- Ну, и глядите теперь ваших любимых коровок, а не то их волки задерут!
- Нет, - стала спорить Катеринка, - мы загородим двор, отдай наши лучинки! - И неизвестно, чем бы кончилось дело, если бы не вмешался Кастусь:
- А на что, Стёпка, твои солдаты топчутся, если у хозяек в городе волки задерут скотину? Вот Лизаветка и Катеринка пожалуются дядьке войту, и он побьёт твоих солдат батогами - чего не закрыли ворота на гостинце?
Стёпка перестал спорить с девчонками из-за щепы.
Братец Кастусь уже почти большой. Скоро ему, как и старшим братьям, батька разрешит спать в светлице при бане. Стёпка давно решил, что с этим братцем ему нужно ладить. Тогда, может, Кастусёк попросит батьку, чтобы и ему ночевать в баньке? Стёпке ой, как не хотелось остаться одному мужику с бабами да девками в хате! Он так и не признался мамке: как-то десятилетняя Танюшка пошутила с ним, сказала, что, когда Кастусь перейдёт в баньку, они, девчонки, будут тискать щекастого пухленького Стёпку сколько хотят, и щекотать.

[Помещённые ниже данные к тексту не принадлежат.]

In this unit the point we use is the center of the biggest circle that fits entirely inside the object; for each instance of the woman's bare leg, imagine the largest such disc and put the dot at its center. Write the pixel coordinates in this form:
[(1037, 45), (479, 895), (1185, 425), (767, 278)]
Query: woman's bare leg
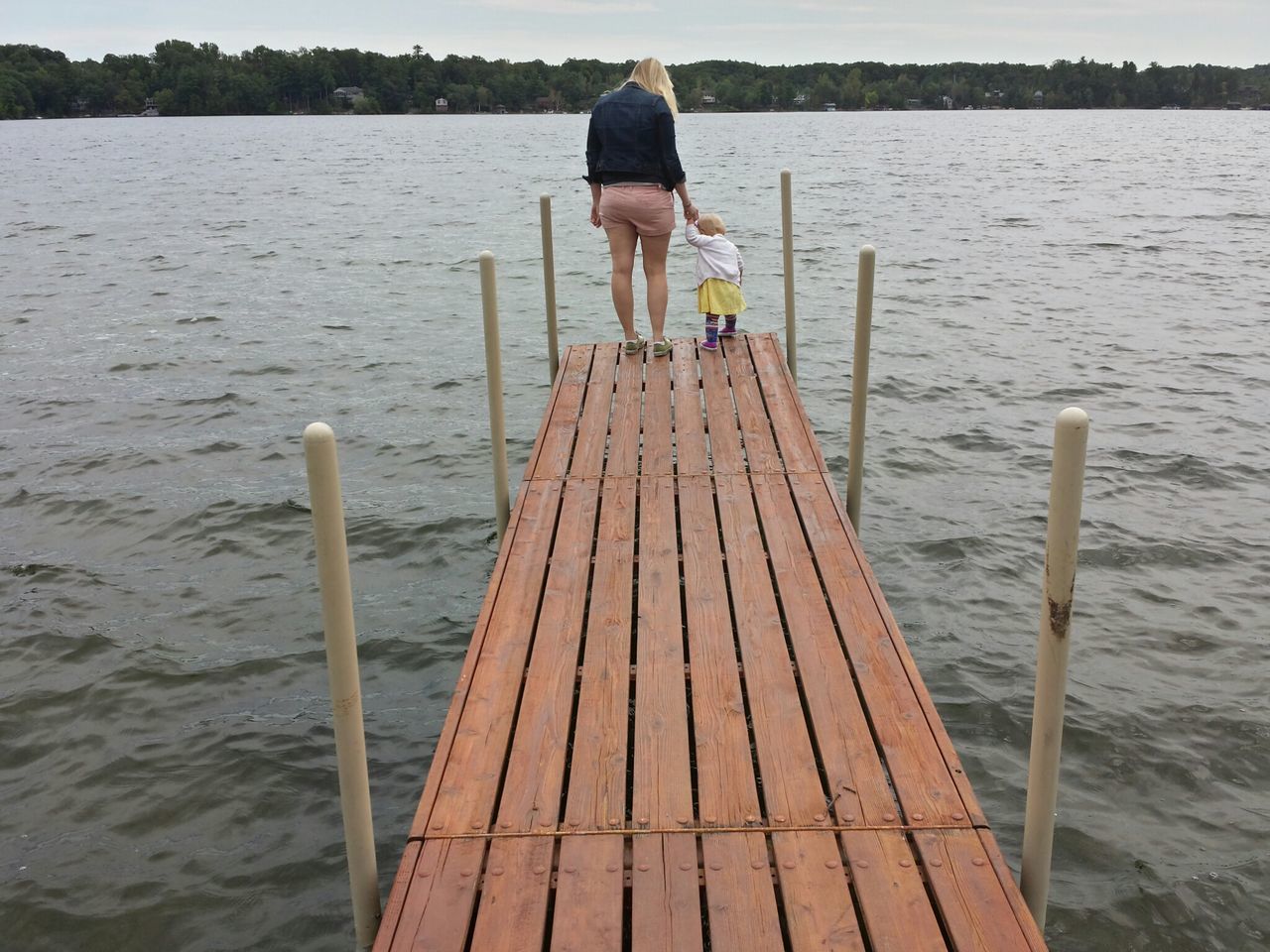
[(654, 249), (621, 246)]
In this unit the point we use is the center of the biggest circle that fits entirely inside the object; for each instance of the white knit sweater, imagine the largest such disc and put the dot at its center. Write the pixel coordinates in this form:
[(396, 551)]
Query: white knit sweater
[(716, 257)]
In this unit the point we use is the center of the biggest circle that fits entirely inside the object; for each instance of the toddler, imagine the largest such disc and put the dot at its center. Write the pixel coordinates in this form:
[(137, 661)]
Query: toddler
[(719, 272)]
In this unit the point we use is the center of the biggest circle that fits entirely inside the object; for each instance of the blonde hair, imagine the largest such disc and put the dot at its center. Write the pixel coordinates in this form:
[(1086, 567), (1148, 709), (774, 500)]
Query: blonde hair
[(711, 225), (652, 76)]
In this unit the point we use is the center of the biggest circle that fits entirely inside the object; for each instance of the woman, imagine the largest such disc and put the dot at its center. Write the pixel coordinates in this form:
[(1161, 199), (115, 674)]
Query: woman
[(633, 168)]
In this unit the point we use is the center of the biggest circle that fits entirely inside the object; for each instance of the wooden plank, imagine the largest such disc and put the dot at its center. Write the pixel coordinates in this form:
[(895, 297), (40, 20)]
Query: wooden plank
[(467, 774), (666, 896), (790, 780), (975, 910), (815, 893), (535, 767), (794, 434), (658, 429), (402, 883), (919, 774), (512, 915), (756, 428), (725, 449), (624, 440), (531, 463), (1023, 914), (588, 907), (588, 453), (739, 895), (725, 775), (857, 783), (439, 905), (597, 778), (974, 812), (662, 775), (557, 440), (690, 431), (893, 904)]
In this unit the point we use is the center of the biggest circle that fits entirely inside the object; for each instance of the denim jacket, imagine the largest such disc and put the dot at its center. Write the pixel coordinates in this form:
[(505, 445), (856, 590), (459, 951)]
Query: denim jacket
[(631, 137)]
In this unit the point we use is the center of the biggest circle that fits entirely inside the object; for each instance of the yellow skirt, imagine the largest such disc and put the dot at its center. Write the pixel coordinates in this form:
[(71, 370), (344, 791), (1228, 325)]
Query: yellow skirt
[(720, 298)]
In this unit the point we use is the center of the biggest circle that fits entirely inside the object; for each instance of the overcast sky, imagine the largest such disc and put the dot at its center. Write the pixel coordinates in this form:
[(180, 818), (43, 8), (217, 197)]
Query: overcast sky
[(1225, 32)]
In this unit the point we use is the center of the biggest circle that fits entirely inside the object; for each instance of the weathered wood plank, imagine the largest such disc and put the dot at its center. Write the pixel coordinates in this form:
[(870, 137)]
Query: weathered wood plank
[(588, 452), (799, 447), (725, 775), (973, 811), (557, 442), (815, 893), (739, 896), (893, 904), (627, 405), (588, 907), (857, 783), (597, 777), (973, 905), (658, 420), (790, 780), (725, 452), (439, 905), (756, 426), (535, 766), (690, 431), (919, 774), (666, 896), (512, 915), (470, 772), (662, 794)]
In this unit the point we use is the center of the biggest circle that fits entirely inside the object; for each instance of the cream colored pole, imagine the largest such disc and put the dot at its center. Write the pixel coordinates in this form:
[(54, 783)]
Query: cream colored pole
[(549, 285), (860, 384), (1071, 434), (788, 248), (494, 381), (345, 693)]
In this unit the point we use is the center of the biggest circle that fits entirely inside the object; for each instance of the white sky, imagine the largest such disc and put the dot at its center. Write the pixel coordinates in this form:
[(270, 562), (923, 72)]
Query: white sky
[(1173, 32)]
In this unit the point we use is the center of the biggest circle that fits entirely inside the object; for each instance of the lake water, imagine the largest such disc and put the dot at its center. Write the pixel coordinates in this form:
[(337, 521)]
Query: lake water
[(181, 298)]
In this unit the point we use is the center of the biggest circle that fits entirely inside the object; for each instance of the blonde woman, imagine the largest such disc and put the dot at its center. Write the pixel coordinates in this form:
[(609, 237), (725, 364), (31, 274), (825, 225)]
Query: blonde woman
[(634, 168)]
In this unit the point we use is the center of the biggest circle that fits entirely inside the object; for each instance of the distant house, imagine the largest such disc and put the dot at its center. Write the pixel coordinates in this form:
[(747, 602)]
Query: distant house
[(347, 95)]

- А ты, Кастусёк, дай мне свою лодочку! - с тоской обратился Стёпка к брату, которому отец уже позволил пользоваться ножичком, и теперь Кастусь за столом строгал из коры лодочки.
- Дай мне две лодки!
- Зачем тебе две? - удивился мальчик.
- Я скажу солдатам, чтоб посадили в лодки всех девок: и Таньку, и Катьку, и Лизку, и Ганулю-соседку, - и свезли их за реку!

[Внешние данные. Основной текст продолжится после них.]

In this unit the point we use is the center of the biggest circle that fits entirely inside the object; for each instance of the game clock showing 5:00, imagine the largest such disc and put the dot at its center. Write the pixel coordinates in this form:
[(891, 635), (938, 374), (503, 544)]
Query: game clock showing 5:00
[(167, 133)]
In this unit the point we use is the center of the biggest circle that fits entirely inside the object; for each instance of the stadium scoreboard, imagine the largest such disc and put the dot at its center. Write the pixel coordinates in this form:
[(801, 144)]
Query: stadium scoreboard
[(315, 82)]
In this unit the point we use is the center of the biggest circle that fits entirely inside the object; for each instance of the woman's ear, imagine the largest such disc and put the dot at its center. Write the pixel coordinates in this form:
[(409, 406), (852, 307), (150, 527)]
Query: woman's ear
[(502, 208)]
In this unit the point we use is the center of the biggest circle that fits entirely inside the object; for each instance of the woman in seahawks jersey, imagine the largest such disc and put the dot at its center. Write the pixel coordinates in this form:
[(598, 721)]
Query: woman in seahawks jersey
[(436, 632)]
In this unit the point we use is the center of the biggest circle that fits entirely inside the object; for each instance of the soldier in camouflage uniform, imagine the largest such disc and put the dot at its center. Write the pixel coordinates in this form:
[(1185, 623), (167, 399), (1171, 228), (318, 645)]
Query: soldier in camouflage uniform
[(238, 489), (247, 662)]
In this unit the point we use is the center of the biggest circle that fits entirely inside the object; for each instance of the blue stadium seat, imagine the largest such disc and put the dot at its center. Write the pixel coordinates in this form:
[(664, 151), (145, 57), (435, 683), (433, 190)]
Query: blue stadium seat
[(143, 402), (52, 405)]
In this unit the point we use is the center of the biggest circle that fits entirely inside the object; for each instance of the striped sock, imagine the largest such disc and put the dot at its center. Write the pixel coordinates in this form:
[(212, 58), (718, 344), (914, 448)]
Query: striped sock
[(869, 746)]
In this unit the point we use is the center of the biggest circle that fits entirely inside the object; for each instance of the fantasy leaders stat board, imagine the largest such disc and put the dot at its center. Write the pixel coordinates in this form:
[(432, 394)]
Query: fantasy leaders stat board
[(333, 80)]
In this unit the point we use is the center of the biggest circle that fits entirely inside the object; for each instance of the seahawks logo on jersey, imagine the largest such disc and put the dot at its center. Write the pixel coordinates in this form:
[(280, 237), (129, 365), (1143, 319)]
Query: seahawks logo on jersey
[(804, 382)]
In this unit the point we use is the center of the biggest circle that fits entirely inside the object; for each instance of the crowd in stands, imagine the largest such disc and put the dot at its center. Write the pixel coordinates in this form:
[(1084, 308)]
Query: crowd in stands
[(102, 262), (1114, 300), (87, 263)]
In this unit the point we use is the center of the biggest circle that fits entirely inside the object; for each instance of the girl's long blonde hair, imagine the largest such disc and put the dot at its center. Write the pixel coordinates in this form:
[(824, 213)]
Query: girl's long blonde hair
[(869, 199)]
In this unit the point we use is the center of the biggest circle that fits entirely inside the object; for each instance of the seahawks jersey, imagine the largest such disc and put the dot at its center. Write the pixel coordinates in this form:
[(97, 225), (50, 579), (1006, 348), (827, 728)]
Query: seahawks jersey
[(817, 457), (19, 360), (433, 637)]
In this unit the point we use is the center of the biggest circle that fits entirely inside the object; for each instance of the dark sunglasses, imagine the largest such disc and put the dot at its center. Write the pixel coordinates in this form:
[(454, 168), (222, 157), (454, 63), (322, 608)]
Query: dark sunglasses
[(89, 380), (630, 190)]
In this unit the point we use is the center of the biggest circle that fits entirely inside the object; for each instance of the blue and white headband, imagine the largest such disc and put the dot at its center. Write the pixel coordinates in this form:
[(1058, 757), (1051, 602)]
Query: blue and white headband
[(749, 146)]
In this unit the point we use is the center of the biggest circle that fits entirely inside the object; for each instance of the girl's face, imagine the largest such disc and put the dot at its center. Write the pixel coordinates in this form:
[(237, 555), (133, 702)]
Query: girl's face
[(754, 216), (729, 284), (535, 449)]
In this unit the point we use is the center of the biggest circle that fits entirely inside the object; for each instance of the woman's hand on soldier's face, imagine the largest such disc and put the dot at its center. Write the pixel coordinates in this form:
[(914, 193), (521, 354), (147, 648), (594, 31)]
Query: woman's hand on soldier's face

Все взрослые, кто был в светлице, засмеялись.
Пятнадцатилетняя Ульянка, теперь старшая над детьми, спросила Стёпку:
- А меня тоже отправишь в лодке?
- Нет, тебя оставлю. Ты не щиплешься. И чего тебя увозить, если мамка говорит, ты сама скоро поскачешь со двора! - И Стёпка в который раз подумал, что проглядел, когда Ульянка научилась скакать со двора? Старшие братья умеют ловко прыгать через замёт, а как важная Ульянка в юбке дерётся на забор - непонятно.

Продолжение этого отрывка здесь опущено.